Thursday, October 25, 2012

Intern Profile on Julie Mazziotta

Julie Mazziotta is no stranger to traversing unfamiliar territory.
While most of us eagerly awaited our magazine placements by refreshing our email inboxes at home, Mazziotta was sitting in the Plaka, a square teeming with tourists in the shadow of the Acropolis in Athens, depending on the pocket of WiFi there to do the same. She was on the fourth leg of her trip around Europe after studying in London for four months, and flight after flight, she traveled to a new city every few days, switching languages and rhythms.
These adaptive skills have served her well at Real Simple’s beauty department.
“I wasn’t expecting beauty at all,” Mazziotta says, explaining how she rarely liked to put on makeup; even her mother began laughing when she heard the news.
A rising senior at Bryn Mawr College in Pennsylvania, Mazziotta is a political science major who became interested in journalism at a young age through her mother, a reporter at the Associated Press. In high school, Mazziotta even had the opportunity to flex her political journalism muscles, helping the AP cover the 2008 Democratic National Convention, where President Obama accepted the nomination.

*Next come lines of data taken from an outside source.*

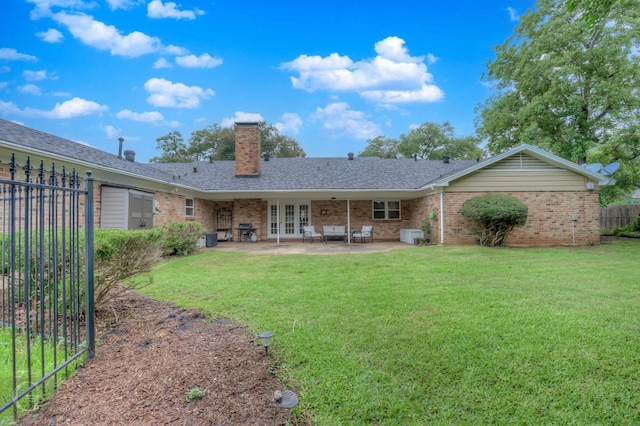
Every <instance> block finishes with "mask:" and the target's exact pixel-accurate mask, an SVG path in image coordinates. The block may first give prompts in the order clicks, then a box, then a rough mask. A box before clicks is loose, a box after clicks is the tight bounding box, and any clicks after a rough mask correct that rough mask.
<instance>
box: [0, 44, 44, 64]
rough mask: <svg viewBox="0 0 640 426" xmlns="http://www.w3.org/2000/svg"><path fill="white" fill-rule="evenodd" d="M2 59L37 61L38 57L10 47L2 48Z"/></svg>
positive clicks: (10, 59) (1, 57)
mask: <svg viewBox="0 0 640 426" xmlns="http://www.w3.org/2000/svg"><path fill="white" fill-rule="evenodd" d="M0 59H8V60H10V61H37V60H38V58H36V57H35V56H32V55H27V54H26V53H20V52H18V51H17V50H16V49H12V48H9V47H2V48H0Z"/></svg>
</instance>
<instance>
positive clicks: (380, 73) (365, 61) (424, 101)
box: [281, 37, 444, 103]
mask: <svg viewBox="0 0 640 426" xmlns="http://www.w3.org/2000/svg"><path fill="white" fill-rule="evenodd" d="M375 51H376V53H377V56H376V57H375V58H373V59H370V60H362V61H358V62H354V61H352V60H351V59H350V58H349V57H347V56H340V55H339V54H337V53H332V54H331V55H329V56H326V57H324V58H323V57H320V56H307V55H301V56H299V57H297V58H296V59H294V60H293V61H291V62H286V63H284V64H282V65H281V68H282V69H285V70H290V71H295V72H298V74H299V76H298V77H291V83H292V85H293V87H295V88H297V89H303V90H306V91H309V92H313V91H316V90H330V91H342V92H357V93H359V94H360V95H361V96H362V97H363V98H365V99H368V100H371V101H374V102H378V103H405V102H435V101H437V100H440V99H442V98H443V97H444V93H443V92H442V90H441V89H440V88H439V87H437V86H436V85H434V84H433V76H432V75H431V74H430V73H429V72H427V65H426V64H425V61H427V62H429V63H433V61H435V60H437V58H436V57H435V56H434V55H427V57H426V58H425V57H422V56H411V55H410V54H409V51H408V49H407V48H406V47H405V42H404V40H402V39H401V38H398V37H387V38H386V39H384V40H382V41H379V42H377V43H376V44H375Z"/></svg>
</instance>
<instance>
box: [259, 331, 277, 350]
mask: <svg viewBox="0 0 640 426" xmlns="http://www.w3.org/2000/svg"><path fill="white" fill-rule="evenodd" d="M258 337H259V338H260V340H261V341H262V346H264V352H265V353H266V354H267V355H269V346H270V345H271V338H272V337H273V333H272V332H270V331H263V332H262V333H260V335H259V336H258Z"/></svg>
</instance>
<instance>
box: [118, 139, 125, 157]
mask: <svg viewBox="0 0 640 426" xmlns="http://www.w3.org/2000/svg"><path fill="white" fill-rule="evenodd" d="M118 142H119V144H118V159H120V160H122V142H124V138H118Z"/></svg>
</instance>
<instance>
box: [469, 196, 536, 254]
mask: <svg viewBox="0 0 640 426" xmlns="http://www.w3.org/2000/svg"><path fill="white" fill-rule="evenodd" d="M460 213H461V214H462V215H463V216H465V217H468V218H469V219H471V220H473V221H475V222H476V223H477V224H478V227H479V228H478V230H477V234H478V242H479V243H480V245H482V246H490V247H494V246H501V245H503V243H504V239H505V237H506V236H507V235H508V234H509V232H510V231H511V230H512V229H513V228H514V227H516V226H522V225H524V224H525V223H527V216H528V215H529V209H528V208H527V206H526V204H524V203H523V202H522V201H520V200H519V199H517V198H516V197H513V196H511V195H507V194H488V195H482V196H479V197H474V198H471V199H469V200H467V201H465V202H464V204H463V205H462V209H461V210H460Z"/></svg>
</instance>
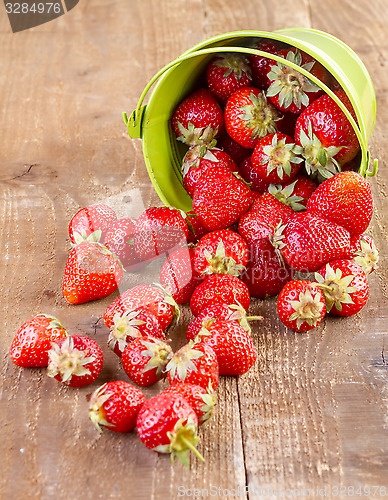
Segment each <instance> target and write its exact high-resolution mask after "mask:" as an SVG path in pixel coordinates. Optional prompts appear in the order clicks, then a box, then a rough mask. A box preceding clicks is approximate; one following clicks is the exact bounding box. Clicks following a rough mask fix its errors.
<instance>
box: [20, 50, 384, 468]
mask: <svg viewBox="0 0 388 500" xmlns="http://www.w3.org/2000/svg"><path fill="white" fill-rule="evenodd" d="M258 48H260V49H262V50H266V51H268V52H272V53H276V54H278V55H280V56H283V57H285V58H287V59H288V60H290V61H292V62H294V63H295V64H297V65H299V66H302V67H303V68H304V69H306V70H308V71H310V72H311V73H312V74H314V75H316V76H318V77H319V79H320V80H321V81H324V82H325V83H326V84H327V85H328V86H330V87H331V88H334V89H336V90H337V91H338V96H339V98H340V99H341V100H342V101H343V102H344V103H345V105H346V106H349V109H350V110H351V108H350V104H349V102H348V100H347V98H346V95H345V94H344V92H342V91H341V89H340V88H337V87H338V85H337V84H336V82H334V81H333V80H332V77H331V75H330V74H329V73H328V72H327V71H326V70H325V69H324V68H323V67H322V66H321V65H320V64H318V63H317V62H316V61H314V60H312V59H311V58H310V57H309V56H307V55H306V54H303V53H301V52H299V51H298V50H296V49H294V48H292V47H285V46H284V45H280V44H277V43H276V44H275V42H273V41H268V40H261V41H260V42H259V43H258ZM205 79H206V84H204V85H203V87H202V88H200V89H198V90H196V91H194V92H193V93H192V94H191V95H189V96H188V97H187V98H186V99H185V100H184V101H183V102H182V103H180V104H179V105H178V106H177V108H176V110H175V112H174V114H173V117H172V126H173V129H174V131H175V133H176V135H177V139H178V140H180V141H182V142H184V143H185V144H186V145H187V153H186V155H185V157H184V159H183V162H182V178H183V184H184V186H185V188H186V190H187V192H188V193H189V194H190V196H191V197H192V199H193V210H192V211H190V212H188V213H183V212H182V211H180V210H178V209H177V208H174V207H165V206H162V207H150V208H147V209H146V210H145V211H144V212H143V213H142V214H141V215H140V217H138V218H137V219H133V218H118V217H117V215H116V213H115V212H114V210H113V209H112V208H110V207H109V206H107V205H102V204H100V205H94V206H90V207H86V208H83V209H81V210H79V211H78V212H77V213H76V214H75V215H74V217H73V218H72V220H71V221H70V224H69V238H70V240H71V242H72V245H73V248H72V250H71V252H70V254H69V256H68V259H67V263H66V266H65V270H64V278H63V297H64V299H65V300H66V301H67V302H68V303H70V304H74V305H76V304H82V303H85V302H89V301H92V300H97V299H102V298H105V297H108V296H109V295H110V294H112V293H113V292H115V291H116V290H117V289H118V287H119V285H120V284H122V283H123V282H124V281H123V278H124V277H125V276H126V275H127V273H132V272H138V273H139V272H140V271H141V270H142V269H144V268H145V267H146V266H147V265H148V264H149V263H151V262H155V261H156V260H157V259H162V263H161V266H160V280H159V281H160V283H158V284H150V283H139V284H138V285H136V286H133V287H129V288H128V289H127V290H125V291H124V292H123V293H122V294H121V295H119V296H118V297H117V298H116V299H115V300H113V302H112V303H111V304H110V305H109V306H108V307H107V308H106V309H105V311H104V313H103V321H104V323H105V325H106V327H107V330H109V334H108V335H107V338H106V341H107V344H108V346H109V347H110V348H111V349H112V351H113V352H114V353H115V354H116V355H117V357H118V359H119V360H120V363H121V364H122V367H123V369H124V371H125V373H126V374H127V376H128V379H129V380H130V382H128V381H124V380H118V381H117V380H116V381H110V382H107V383H105V384H103V385H102V386H100V387H98V388H97V389H96V390H95V391H94V393H93V394H92V396H91V399H90V407H89V416H90V419H91V421H92V422H93V423H94V424H95V425H96V426H97V427H98V428H99V429H101V428H102V427H106V428H108V429H111V430H113V431H116V432H129V431H131V430H133V429H134V428H135V427H136V429H137V433H138V436H139V438H140V440H141V441H142V442H143V443H144V444H145V446H147V447H148V448H150V449H152V450H154V451H157V452H161V453H170V454H171V457H172V458H173V457H174V456H177V457H178V458H179V459H180V460H181V461H182V462H183V463H184V464H186V465H188V463H189V462H188V452H189V451H190V450H192V451H193V452H194V453H195V454H196V455H197V456H198V457H199V458H200V459H203V458H202V456H201V455H200V454H199V452H198V451H197V450H196V444H197V442H198V439H199V438H198V426H199V425H201V424H203V423H204V422H206V421H207V420H208V419H209V418H210V417H211V415H212V413H213V411H214V407H215V404H216V389H217V386H218V382H219V377H220V376H240V375H243V374H245V373H247V372H248V370H250V369H251V368H252V366H253V365H254V363H255V361H256V358H257V351H256V348H255V345H254V341H253V339H252V336H251V333H252V332H251V328H250V325H249V321H250V320H252V319H261V318H260V317H249V316H248V315H247V314H248V313H247V311H248V308H249V306H250V303H251V298H252V297H255V298H259V299H265V298H266V297H270V296H276V295H278V298H277V310H278V313H279V317H280V319H281V321H282V322H283V323H284V324H285V325H286V326H287V327H289V328H290V329H292V330H295V331H298V332H306V331H308V330H310V329H312V328H314V327H316V326H318V325H319V323H320V322H321V321H322V320H323V318H324V317H325V315H326V314H334V315H340V316H350V315H352V314H355V313H357V312H358V311H360V310H361V308H362V307H363V306H364V305H365V303H366V301H367V299H368V295H369V286H368V278H367V276H368V274H369V273H370V272H372V271H373V270H374V269H375V268H376V264H377V261H378V252H377V249H376V247H375V245H374V242H373V240H372V238H371V237H370V236H369V235H367V234H365V231H366V230H367V228H368V226H369V223H370V220H371V217H372V208H373V207H372V195H371V190H370V186H369V184H368V182H367V181H366V180H365V179H364V178H363V177H362V176H361V175H360V174H358V173H356V172H354V171H353V170H352V169H353V166H354V165H356V164H357V155H358V153H359V145H358V142H357V139H356V138H355V134H354V131H353V129H352V127H351V126H350V124H349V123H348V120H347V119H346V117H345V115H344V113H343V112H342V111H341V109H340V108H339V107H338V106H337V105H336V103H335V102H334V101H333V100H331V99H330V98H329V97H328V96H327V95H326V94H324V93H323V91H322V90H321V89H320V88H319V87H317V86H316V85H315V84H313V83H312V82H311V81H310V80H309V79H307V78H305V77H304V76H303V75H302V74H301V73H299V72H298V71H295V70H293V69H290V68H289V67H287V66H286V65H282V64H281V63H275V62H274V61H271V60H270V59H266V58H261V57H257V56H251V57H249V58H245V57H243V56H241V55H240V54H227V55H222V54H221V55H220V56H217V57H215V58H214V59H213V60H212V61H211V62H210V63H209V65H208V67H207V71H206V75H205ZM351 112H352V113H353V111H352V110H351ZM352 161H353V163H352ZM354 162H355V163H354ZM141 276H142V275H141V274H139V277H141ZM181 304H188V305H189V308H190V311H191V313H192V320H191V321H190V323H189V324H188V325H187V328H186V338H187V343H186V344H185V345H183V347H181V348H180V349H178V350H176V352H174V351H173V349H172V347H171V342H170V341H169V340H170V339H169V332H170V331H171V329H172V328H173V327H174V325H175V324H176V322H177V321H178V319H179V308H180V305H181ZM10 354H11V358H12V360H13V362H14V363H15V364H16V365H18V366H23V367H28V366H35V367H47V374H48V375H49V376H50V377H53V378H55V379H57V380H58V381H60V382H62V383H64V384H66V385H68V386H70V387H82V386H86V385H88V384H90V383H92V382H94V381H95V380H96V379H97V377H98V376H99V374H100V372H101V369H102V366H103V355H102V350H101V347H100V346H99V345H98V344H97V342H95V341H94V340H93V339H91V338H89V337H87V336H84V335H69V334H68V333H67V331H66V329H65V328H64V326H63V325H62V324H61V323H60V322H59V321H58V320H57V319H56V318H54V317H52V316H50V315H46V314H38V315H37V316H35V317H34V318H32V319H31V320H29V321H27V322H26V323H24V324H23V325H22V326H21V327H20V329H19V331H18V332H17V334H16V336H15V338H14V340H13V342H12V345H11V349H10ZM162 379H166V380H167V381H168V383H169V385H168V387H167V388H165V389H164V390H162V392H161V393H160V394H159V395H157V396H155V397H153V398H150V399H146V398H145V395H144V392H143V391H142V389H141V388H142V387H146V386H150V385H152V384H155V383H157V382H158V381H160V380H162Z"/></svg>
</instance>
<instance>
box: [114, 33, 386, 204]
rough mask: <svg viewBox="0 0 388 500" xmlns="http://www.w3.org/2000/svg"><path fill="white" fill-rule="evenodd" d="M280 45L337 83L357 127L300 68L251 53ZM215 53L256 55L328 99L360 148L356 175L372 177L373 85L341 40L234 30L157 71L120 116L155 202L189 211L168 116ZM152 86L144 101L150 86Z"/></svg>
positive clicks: (352, 120) (172, 62) (297, 66)
mask: <svg viewBox="0 0 388 500" xmlns="http://www.w3.org/2000/svg"><path fill="white" fill-rule="evenodd" d="M260 38H267V39H273V40H279V41H281V42H284V43H287V44H289V45H292V46H294V47H297V48H298V49H300V50H303V51H304V52H306V53H308V54H310V55H311V56H312V57H314V58H315V59H316V60H317V61H319V62H320V63H321V64H322V65H323V66H324V67H325V68H326V69H327V70H328V71H329V72H330V73H331V74H332V75H333V76H334V78H335V79H336V80H337V81H338V83H339V84H340V85H341V86H342V88H343V89H344V91H345V92H346V94H347V95H348V97H349V99H350V102H351V103H352V106H353V108H354V111H355V113H356V117H357V122H356V121H355V120H354V119H353V118H352V116H351V114H350V113H349V111H348V110H347V109H346V107H345V106H344V105H343V103H342V102H341V101H340V100H339V99H338V97H337V96H336V95H335V94H334V93H333V91H332V90H330V89H329V88H328V87H327V86H326V85H324V84H323V83H322V82H321V81H320V80H318V79H317V78H316V77H314V76H313V75H310V74H309V73H307V72H306V71H305V70H304V69H303V68H300V67H299V66H296V65H295V64H293V63H291V62H289V61H287V60H285V59H284V58H281V57H279V56H276V55H273V54H269V53H267V52H263V51H260V50H257V49H252V48H250V47H251V46H252V43H253V42H254V41H255V40H258V39H260ZM220 52H241V53H245V54H258V55H261V56H265V57H268V58H270V59H273V60H274V61H280V62H282V63H283V64H287V65H288V66H291V67H293V68H294V69H296V70H298V71H300V72H301V73H303V74H304V75H305V76H307V77H309V78H310V80H312V81H313V82H314V83H316V84H318V85H319V86H320V87H321V88H323V90H324V91H325V92H326V93H327V94H329V95H330V96H331V97H332V98H333V99H334V100H335V102H336V103H337V104H338V106H339V107H340V108H341V109H342V111H343V112H344V113H345V115H346V116H347V118H348V119H349V121H350V123H351V124H352V127H353V128H354V131H355V133H356V135H357V138H358V141H359V143H360V147H361V162H360V167H359V172H360V173H361V174H362V175H364V176H371V175H375V174H376V172H377V163H378V162H377V160H374V161H373V165H372V169H371V170H369V164H370V154H369V151H368V139H369V138H370V136H371V134H372V130H373V126H374V122H375V117H376V95H375V92H374V88H373V84H372V80H371V78H370V75H369V73H368V71H367V70H366V68H365V66H364V64H363V63H362V61H361V60H360V58H359V57H358V56H357V55H356V54H355V53H354V51H353V50H352V49H350V48H349V47H348V46H347V45H345V44H344V43H343V42H342V41H341V40H339V39H337V38H335V37H333V36H332V35H329V34H328V33H324V32H322V31H317V30H311V29H306V28H291V29H285V30H279V31H274V32H265V31H238V32H233V33H226V34H223V35H220V36H216V37H214V38H211V39H208V40H205V41H204V42H202V43H200V44H198V45H196V46H195V47H193V48H192V49H190V50H188V51H187V52H185V53H184V54H182V55H181V56H180V57H178V58H177V59H175V61H172V62H171V63H169V64H167V65H166V66H165V67H164V68H162V69H161V70H160V71H159V72H158V73H157V74H156V75H155V76H154V77H153V78H152V79H151V80H150V81H149V82H148V84H147V85H146V87H145V88H144V90H143V92H142V94H141V96H140V98H139V102H138V104H137V107H136V109H135V110H134V111H133V113H132V114H131V116H130V117H128V116H127V114H126V113H123V116H124V120H125V123H126V125H127V128H128V134H129V136H130V137H131V138H141V139H142V141H143V153H144V159H145V164H146V167H147V170H148V173H149V176H150V179H151V181H152V183H153V186H154V188H155V190H156V192H157V193H158V195H159V197H160V199H161V200H162V202H163V203H164V204H165V205H170V206H174V207H177V208H180V209H182V210H185V211H188V210H191V208H192V206H191V198H190V196H189V195H188V194H187V192H186V190H185V189H184V187H183V184H182V175H181V164H182V158H183V155H184V153H185V151H186V149H185V146H184V145H183V144H181V143H180V142H179V141H177V140H176V137H175V134H174V132H173V130H172V127H171V123H170V121H171V116H172V114H173V112H174V110H175V108H176V106H177V105H178V104H179V103H180V102H181V101H182V100H183V99H184V98H185V97H187V95H188V94H189V93H190V92H192V91H193V90H194V88H195V86H196V84H197V82H198V78H199V77H200V76H201V75H202V74H203V72H204V70H205V68H206V66H207V64H208V63H209V61H210V59H211V58H212V57H214V54H216V53H220ZM155 83H156V85H155V87H154V88H153V90H152V93H151V94H150V96H149V99H148V103H147V104H146V105H144V104H143V103H144V100H145V98H146V96H147V94H148V93H149V91H150V89H151V87H152V86H153V85H154V84H155Z"/></svg>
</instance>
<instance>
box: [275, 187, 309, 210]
mask: <svg viewBox="0 0 388 500" xmlns="http://www.w3.org/2000/svg"><path fill="white" fill-rule="evenodd" d="M296 183H297V181H294V182H292V183H291V184H289V185H288V186H285V187H284V186H283V185H282V184H270V185H269V187H268V192H269V193H271V194H272V196H274V197H275V198H276V199H277V200H279V201H280V202H281V203H284V205H287V206H289V207H291V208H292V209H293V210H295V212H300V211H301V210H306V205H304V204H303V203H300V202H301V201H302V200H303V196H297V195H295V194H294V189H295V185H296Z"/></svg>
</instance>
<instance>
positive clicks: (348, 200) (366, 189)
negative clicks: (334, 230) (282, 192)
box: [307, 172, 373, 237]
mask: <svg viewBox="0 0 388 500" xmlns="http://www.w3.org/2000/svg"><path fill="white" fill-rule="evenodd" d="M307 211H308V212H309V213H311V214H314V215H317V216H319V217H322V218H324V219H327V220H329V221H332V222H335V223H336V224H339V225H341V226H342V227H344V228H345V229H347V230H348V231H349V233H350V236H351V237H353V236H358V235H360V234H361V233H363V232H364V231H365V230H366V229H367V227H368V226H369V223H370V221H371V219H372V214H373V200H372V192H371V188H370V185H369V183H368V181H367V180H366V179H365V178H364V177H363V176H362V175H361V174H358V173H356V172H340V173H339V174H337V175H335V176H333V177H331V178H330V179H327V180H326V181H324V182H322V184H320V185H319V186H318V187H317V189H316V190H315V191H314V193H313V194H312V195H311V197H310V199H309V201H308V203H307Z"/></svg>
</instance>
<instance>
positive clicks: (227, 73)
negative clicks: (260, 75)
mask: <svg viewBox="0 0 388 500" xmlns="http://www.w3.org/2000/svg"><path fill="white" fill-rule="evenodd" d="M214 64H215V65H216V66H218V67H219V68H224V69H225V71H224V73H223V75H222V77H223V78H227V77H228V76H230V75H232V74H233V75H234V76H235V78H236V80H237V81H238V80H241V78H243V77H244V75H246V76H248V77H249V78H251V77H252V70H251V67H250V66H249V63H248V60H247V59H246V57H244V56H243V55H242V54H227V53H226V54H222V55H221V56H220V57H219V58H217V59H216V60H215V62H214Z"/></svg>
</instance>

Even though she now works at a magazine that deals with topics nowhere near politics, Mazziotta has comfortably slipped into her internship. She had always read Real Simple, and so far this summer, she has attended events, met with PR representatives and learned the brands the magazine often works with for their pages.
“I didn’t think of beauty as this technical,” she says, noting how familiar she’s become with the brands.
But it’s easy to see why Mazziotta can handle it all. A co-captain of the Bryn Mawr crew team, she wakes up every morning at 5 a.m. to row and practice before classes begin during the season. Despite being short for a rower at 5’ 3”, Mazziotta is a determined leader.
And Real Simple’s been the right fit for the hardworking Mazziotta. At a small department, she gets the chance to attend every meeting, including two in the office of the editor-in-chief. Outside the office, New York City’s not such a far cry from the bustle of London, so the reverse culture shock expected of study abroad returnees has not fully sunk in for her; instead, she says the moves from city to city in the past few months have made her adjustments easy.
After ASME, Mazziotta will take on the task of News Editor at the Bi-College News, continue to lead the crew team, and will likely attend the Republican National Convention. Though each role requires different sets of skills, Mazziotta will have no trouble adapting to her tasks.